One minute for *any* moodle cron/task job is probably too short ... too often. Many cron jobs/task require more time to complete than 60 seconds allows. Suggest something to the tune of 5 minutes might be more sensible.
Sorry ... don't understand that this means:
"But when all is done, i see that the files are very small, and when I go to the docs, I see that in Moodle 3+
the course files is not backuped."
There is no place, of which I am aware, that the Moodle UI as an Admin level user actually shows all the backup files. There is, however, a report, that indicates if backups were successful and/or the status of automated backups. Is that what you are referring to?

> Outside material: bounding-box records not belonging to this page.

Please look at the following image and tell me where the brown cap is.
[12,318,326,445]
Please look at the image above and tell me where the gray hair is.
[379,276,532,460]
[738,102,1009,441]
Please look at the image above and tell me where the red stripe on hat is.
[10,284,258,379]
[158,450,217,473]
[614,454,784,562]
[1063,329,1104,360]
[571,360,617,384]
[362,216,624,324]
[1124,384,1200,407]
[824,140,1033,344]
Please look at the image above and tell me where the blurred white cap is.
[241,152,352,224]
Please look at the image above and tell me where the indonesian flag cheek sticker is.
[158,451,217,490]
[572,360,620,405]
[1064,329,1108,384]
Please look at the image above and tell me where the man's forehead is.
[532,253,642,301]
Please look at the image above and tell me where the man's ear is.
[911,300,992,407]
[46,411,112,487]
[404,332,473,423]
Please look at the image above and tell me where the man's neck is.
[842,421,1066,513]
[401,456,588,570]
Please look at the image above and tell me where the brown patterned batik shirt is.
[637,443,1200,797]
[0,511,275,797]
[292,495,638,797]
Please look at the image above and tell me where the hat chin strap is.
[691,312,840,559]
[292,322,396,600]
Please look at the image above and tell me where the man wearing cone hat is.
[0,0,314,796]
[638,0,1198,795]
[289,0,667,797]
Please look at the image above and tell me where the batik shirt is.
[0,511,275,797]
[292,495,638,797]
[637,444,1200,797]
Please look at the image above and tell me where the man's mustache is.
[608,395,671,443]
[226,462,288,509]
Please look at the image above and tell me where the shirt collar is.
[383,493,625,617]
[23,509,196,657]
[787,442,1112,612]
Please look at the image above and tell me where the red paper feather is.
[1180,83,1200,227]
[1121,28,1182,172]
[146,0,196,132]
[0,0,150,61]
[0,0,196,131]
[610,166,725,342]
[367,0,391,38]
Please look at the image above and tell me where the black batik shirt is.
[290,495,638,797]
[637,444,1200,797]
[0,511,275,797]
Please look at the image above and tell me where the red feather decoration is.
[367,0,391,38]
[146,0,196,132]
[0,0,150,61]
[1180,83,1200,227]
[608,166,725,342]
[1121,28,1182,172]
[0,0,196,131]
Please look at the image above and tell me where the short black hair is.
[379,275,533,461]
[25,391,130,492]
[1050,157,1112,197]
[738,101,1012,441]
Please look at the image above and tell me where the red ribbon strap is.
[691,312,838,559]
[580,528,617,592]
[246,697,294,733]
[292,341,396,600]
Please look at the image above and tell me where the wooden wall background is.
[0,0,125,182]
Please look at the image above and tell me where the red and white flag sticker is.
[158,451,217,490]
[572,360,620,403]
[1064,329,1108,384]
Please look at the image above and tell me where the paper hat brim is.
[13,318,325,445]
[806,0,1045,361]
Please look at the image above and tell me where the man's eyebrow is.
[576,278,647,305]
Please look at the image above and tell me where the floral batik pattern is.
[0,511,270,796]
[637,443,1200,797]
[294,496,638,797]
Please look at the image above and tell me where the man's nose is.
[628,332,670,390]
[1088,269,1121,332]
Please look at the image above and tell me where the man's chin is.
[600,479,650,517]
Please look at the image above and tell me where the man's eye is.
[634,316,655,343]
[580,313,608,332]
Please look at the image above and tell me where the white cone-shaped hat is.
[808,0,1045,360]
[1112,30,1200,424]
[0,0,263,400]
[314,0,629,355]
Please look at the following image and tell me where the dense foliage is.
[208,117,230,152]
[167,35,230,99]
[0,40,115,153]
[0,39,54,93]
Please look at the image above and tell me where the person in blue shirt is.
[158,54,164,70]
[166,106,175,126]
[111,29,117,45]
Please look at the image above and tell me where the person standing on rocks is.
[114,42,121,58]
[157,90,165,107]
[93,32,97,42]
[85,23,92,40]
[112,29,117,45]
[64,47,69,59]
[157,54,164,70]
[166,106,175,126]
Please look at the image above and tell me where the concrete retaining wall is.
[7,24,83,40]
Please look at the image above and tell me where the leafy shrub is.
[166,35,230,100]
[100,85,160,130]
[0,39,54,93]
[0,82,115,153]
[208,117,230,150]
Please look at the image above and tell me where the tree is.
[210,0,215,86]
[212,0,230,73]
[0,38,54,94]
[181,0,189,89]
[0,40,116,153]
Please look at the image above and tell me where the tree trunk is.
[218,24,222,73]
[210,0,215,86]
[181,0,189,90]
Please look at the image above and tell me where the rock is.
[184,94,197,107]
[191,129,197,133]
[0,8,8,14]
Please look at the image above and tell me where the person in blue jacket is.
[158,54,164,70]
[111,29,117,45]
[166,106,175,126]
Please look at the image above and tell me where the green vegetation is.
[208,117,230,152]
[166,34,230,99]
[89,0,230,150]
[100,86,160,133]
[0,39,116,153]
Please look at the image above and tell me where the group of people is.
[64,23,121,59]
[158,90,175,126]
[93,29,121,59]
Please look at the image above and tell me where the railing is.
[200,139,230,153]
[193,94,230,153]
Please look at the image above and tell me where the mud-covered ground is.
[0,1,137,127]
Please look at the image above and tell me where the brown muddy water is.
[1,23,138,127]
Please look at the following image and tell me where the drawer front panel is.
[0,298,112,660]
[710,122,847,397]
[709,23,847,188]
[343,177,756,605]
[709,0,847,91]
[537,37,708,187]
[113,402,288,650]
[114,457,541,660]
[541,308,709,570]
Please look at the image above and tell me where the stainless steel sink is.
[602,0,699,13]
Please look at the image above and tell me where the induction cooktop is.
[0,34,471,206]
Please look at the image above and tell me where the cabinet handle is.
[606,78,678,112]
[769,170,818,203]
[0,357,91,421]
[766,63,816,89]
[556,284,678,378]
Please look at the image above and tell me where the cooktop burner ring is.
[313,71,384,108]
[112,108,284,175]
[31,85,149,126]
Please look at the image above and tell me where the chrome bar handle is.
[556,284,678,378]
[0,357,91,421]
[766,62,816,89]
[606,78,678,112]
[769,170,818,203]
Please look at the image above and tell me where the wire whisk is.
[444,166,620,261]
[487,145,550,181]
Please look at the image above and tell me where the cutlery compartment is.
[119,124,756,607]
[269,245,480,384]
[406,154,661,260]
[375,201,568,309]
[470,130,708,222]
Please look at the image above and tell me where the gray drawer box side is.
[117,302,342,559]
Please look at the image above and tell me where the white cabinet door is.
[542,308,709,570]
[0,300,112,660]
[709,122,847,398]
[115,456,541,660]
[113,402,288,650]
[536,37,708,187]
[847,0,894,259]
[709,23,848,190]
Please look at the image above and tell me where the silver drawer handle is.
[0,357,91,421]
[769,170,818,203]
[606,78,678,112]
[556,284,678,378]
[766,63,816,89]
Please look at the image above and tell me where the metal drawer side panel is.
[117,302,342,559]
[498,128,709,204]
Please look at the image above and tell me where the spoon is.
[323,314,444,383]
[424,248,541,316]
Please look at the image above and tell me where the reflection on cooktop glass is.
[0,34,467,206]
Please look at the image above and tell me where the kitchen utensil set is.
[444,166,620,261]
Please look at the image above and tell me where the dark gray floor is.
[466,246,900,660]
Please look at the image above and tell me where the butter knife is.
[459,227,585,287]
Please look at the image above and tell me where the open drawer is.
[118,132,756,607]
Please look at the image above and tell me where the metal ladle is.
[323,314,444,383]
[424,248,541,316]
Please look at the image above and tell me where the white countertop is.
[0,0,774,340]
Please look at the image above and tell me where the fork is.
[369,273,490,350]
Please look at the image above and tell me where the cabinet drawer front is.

On your site: http://yoursite/report/backups/index.php
Have experienced this with one server. Moodle tracks automated backups by writing info to 3 tables. Since the auto backups were failing and I as attempting different combinations/options, was successful in getting a few courses backing up but a couple wouldn't complete when having the automated backups set to cron/task. As a result the tables got messed up ... dates/etc. If your report shows next execution date/time in such a fashion that it will never complete this year (example, next execution set to June 5th and this is already July, you'll have to wait a year before that one might work. So, as a result, I truncated the tables related: mdl_backup_controllers, mdl_backup_courses, and mdl_backup_logs. Truncate means to leave the tables in the database just remove the rows in the tables - the tables contain no data.
That clears all tracking Moodle was doing for backups. It is safe to do.
Then, I doubled checked settings to assure they were set to what I wanted, set automated backups to a sensible time... like 1 AM (not prime time) etc. then waited a day to check. They finally ran and completed successfully and I've not had trouble with that server again.